Optimization¶

Lightning offers two modes for managing the optimization process:

automatic optimization (AutoOpt)
manual optimization

For the majority of research cases, automatic optimization will do the right thing for you and it is what most users should use.

For advanced/expert users who want to do esoteric optimization schedules or techniques, use manual optimization.

Manual optimization¶

For advanced research topics like reinforcement learning, sparse coding, or GAN research, it may be desirable to manually manage the optimization process. To do so, do the following:

Disable automatic optimization in Trainer: Trainer(automatic_optimization=False)
Drop or ignore the optimizer_idx argument
Use self.manual_backward(loss) instead of loss.backward() to automatically scale your loss

def training_step(self, batch, batch_idx, optimizer_idx):

    # 1. ignore optimizer_idx
    # 2. `use_pl_optimizer=True` means `opt_g` and `opt_d` will be of type `LightningOptimizer`
    # `LightningOptimizer` simply wrapped your optimizer and behave the same way !
    # When calling `optimizer.step`, `LightningOptimizer` will just handle TPU, AMP, accumulate_grad_batches, etc ... for you.

    # access your optimizers with `use_pl_optimizer=False` or `optimizer.optimizer` when using use_pl_optimizer=True
    # use_pl_optimizer=True is the default
    (opt_g, opt_d) = self.optimizers(use_pl_optimizer=True)

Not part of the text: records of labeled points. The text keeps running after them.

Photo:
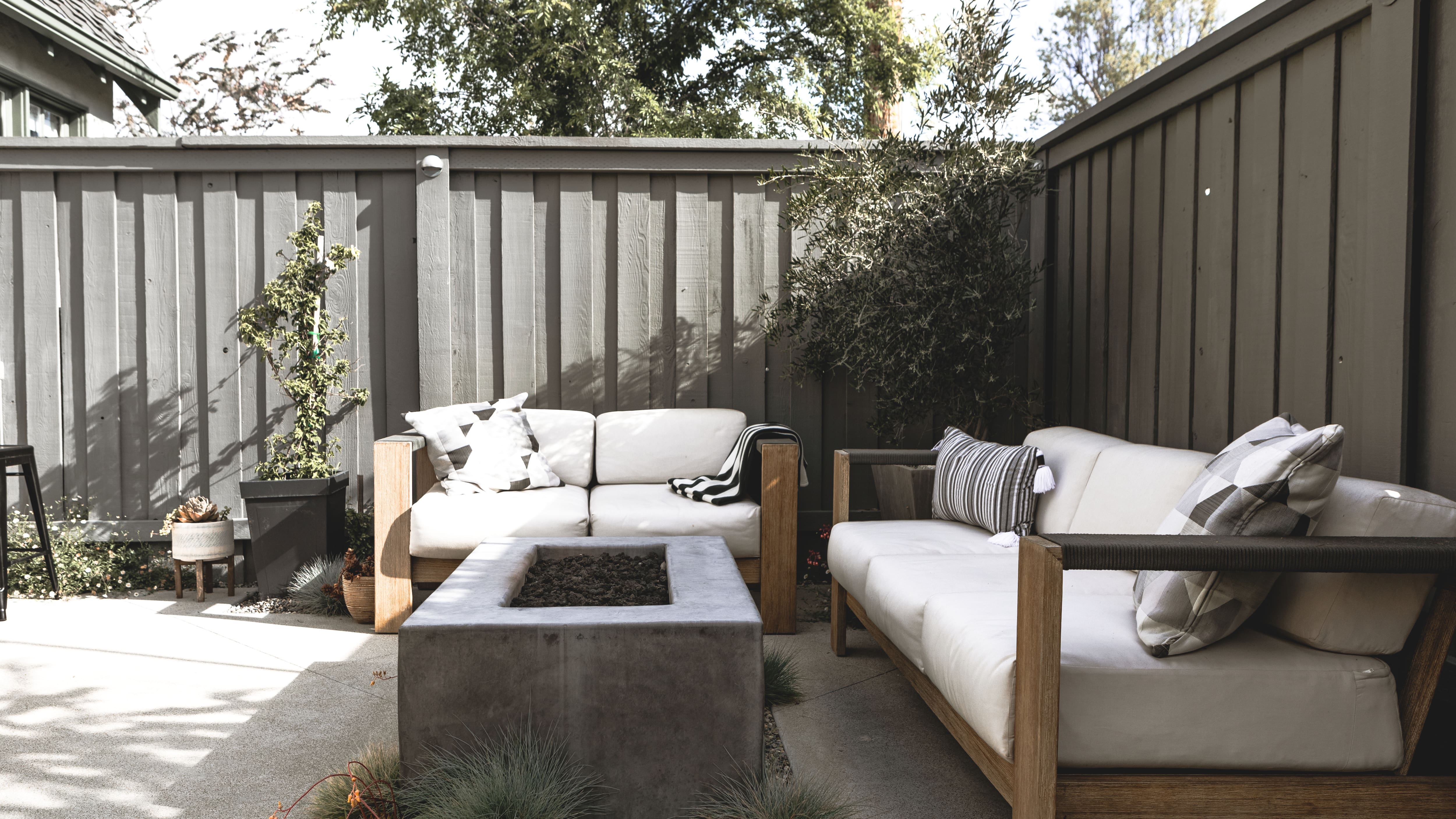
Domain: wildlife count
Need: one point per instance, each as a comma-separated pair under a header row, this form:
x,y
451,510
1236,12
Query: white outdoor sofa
x,y
614,470
1261,724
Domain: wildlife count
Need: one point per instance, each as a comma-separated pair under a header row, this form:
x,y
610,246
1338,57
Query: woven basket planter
x,y
359,597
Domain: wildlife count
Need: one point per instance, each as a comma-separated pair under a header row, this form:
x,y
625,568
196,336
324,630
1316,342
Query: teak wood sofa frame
x,y
1031,780
404,475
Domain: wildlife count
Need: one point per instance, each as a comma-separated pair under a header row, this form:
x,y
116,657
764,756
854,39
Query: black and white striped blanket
x,y
742,475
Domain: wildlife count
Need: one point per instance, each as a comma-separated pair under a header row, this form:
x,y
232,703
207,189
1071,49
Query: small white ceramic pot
x,y
203,542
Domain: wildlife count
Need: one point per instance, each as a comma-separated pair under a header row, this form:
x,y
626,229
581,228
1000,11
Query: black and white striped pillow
x,y
989,485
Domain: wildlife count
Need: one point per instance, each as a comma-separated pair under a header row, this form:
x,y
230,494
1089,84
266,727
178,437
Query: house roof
x,y
82,28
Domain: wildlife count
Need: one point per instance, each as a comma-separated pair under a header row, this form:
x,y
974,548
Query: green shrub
x,y
359,527
82,567
315,588
755,796
781,678
519,774
331,798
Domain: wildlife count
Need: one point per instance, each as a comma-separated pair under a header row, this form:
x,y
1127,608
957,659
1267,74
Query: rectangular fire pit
x,y
657,699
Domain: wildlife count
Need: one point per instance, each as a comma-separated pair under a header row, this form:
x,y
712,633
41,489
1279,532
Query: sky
x,y
175,27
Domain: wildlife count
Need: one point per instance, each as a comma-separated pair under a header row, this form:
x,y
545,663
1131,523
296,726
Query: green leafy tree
x,y
1100,46
638,68
296,337
913,280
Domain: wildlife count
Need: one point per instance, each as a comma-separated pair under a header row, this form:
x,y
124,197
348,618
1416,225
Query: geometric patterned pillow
x,y
988,485
504,454
1275,481
445,431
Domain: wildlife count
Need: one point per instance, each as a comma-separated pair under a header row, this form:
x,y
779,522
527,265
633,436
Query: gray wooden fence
x,y
593,274
1238,235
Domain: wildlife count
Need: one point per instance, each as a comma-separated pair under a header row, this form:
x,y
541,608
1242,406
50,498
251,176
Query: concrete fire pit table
x,y
656,699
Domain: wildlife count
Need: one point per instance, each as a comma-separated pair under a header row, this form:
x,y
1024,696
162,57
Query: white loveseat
x,y
1301,689
614,470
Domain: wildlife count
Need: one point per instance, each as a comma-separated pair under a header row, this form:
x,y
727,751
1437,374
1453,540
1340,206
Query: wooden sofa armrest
x,y
780,536
1248,553
402,475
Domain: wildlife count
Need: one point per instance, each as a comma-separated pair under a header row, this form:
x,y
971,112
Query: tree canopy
x,y
1100,46
638,68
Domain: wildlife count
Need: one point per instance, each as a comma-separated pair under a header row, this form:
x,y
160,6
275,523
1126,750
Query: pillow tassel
x,y
1043,482
1005,540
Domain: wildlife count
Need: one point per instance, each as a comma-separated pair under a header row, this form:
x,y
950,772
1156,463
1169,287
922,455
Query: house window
x,y
47,121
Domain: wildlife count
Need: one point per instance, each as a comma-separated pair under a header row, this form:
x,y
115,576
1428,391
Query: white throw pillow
x,y
503,453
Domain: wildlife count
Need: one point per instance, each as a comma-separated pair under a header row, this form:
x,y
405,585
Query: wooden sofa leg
x,y
838,619
778,539
394,497
1039,680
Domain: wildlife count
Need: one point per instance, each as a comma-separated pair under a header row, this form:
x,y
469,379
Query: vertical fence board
x,y
1146,284
662,290
1119,289
72,339
12,312
1256,350
691,332
1308,190
579,367
401,296
748,257
1176,357
490,355
1213,275
1062,293
605,290
433,280
162,401
222,379
548,291
634,319
464,299
341,227
1098,206
369,332
191,319
101,297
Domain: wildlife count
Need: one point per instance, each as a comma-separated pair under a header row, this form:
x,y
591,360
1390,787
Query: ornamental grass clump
x,y
315,588
782,684
756,796
517,774
296,337
913,281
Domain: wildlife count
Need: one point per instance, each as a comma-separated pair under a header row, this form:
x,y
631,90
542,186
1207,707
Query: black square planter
x,y
292,523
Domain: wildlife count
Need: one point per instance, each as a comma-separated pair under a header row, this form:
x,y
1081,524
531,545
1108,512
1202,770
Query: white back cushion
x,y
1071,453
1360,614
656,446
567,441
1133,488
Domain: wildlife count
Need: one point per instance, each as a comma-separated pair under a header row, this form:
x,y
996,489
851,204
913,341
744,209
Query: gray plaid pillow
x,y
1273,481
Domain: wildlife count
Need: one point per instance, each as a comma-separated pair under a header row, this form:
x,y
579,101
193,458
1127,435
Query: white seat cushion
x,y
632,510
657,446
900,585
568,441
1071,453
1248,702
443,526
855,543
1133,488
1362,614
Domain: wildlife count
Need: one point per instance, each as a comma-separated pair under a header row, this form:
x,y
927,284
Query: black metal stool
x,y
22,456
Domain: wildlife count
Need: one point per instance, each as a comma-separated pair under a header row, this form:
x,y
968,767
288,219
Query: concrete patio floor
x,y
164,707
174,709
864,728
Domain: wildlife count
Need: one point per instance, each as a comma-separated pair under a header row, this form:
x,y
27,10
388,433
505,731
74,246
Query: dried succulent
x,y
196,511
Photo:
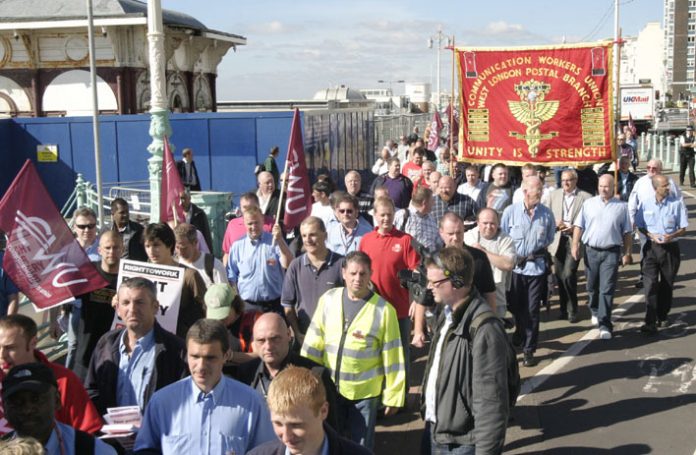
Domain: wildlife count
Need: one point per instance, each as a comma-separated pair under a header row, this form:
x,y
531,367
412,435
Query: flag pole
x,y
451,119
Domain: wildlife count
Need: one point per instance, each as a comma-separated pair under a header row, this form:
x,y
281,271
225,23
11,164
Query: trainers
x,y
529,360
650,329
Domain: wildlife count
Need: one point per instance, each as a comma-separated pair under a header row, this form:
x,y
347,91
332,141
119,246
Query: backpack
x,y
513,369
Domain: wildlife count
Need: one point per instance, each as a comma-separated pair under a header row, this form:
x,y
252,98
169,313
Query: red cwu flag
x,y
435,130
171,189
298,203
42,256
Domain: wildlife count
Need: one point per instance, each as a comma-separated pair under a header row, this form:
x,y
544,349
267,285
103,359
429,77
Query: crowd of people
x,y
295,342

    # do anything you want
    loss_a = ...

    # use self.backward which will also handle scaling the loss when using amp
    self.manual_backward(loss_a, opt_g)
    opt_g.step()


    # do anything you want
    loss_b = ...

    # pass in any args that loss.backward() normally takes
    self.manual_backward(loss_b, opt_d, retain_graph=True)
    self.manual_backward(loss_b, opt_d)
    opt_d.step()

    # log losses
    self.log('loss_a', loss_a)
    self.log('loss_b', loss_b)

Note

This is only recommended for experts who need ultimate flexibility

Manual optimization does not yet support accumulated gradients but will be live in 1.1.0

Automatic optimization¶

With Lightning most users don’t have to think about when to call .backward(), .step(), .zero_grad(), since Lightning automates that for you.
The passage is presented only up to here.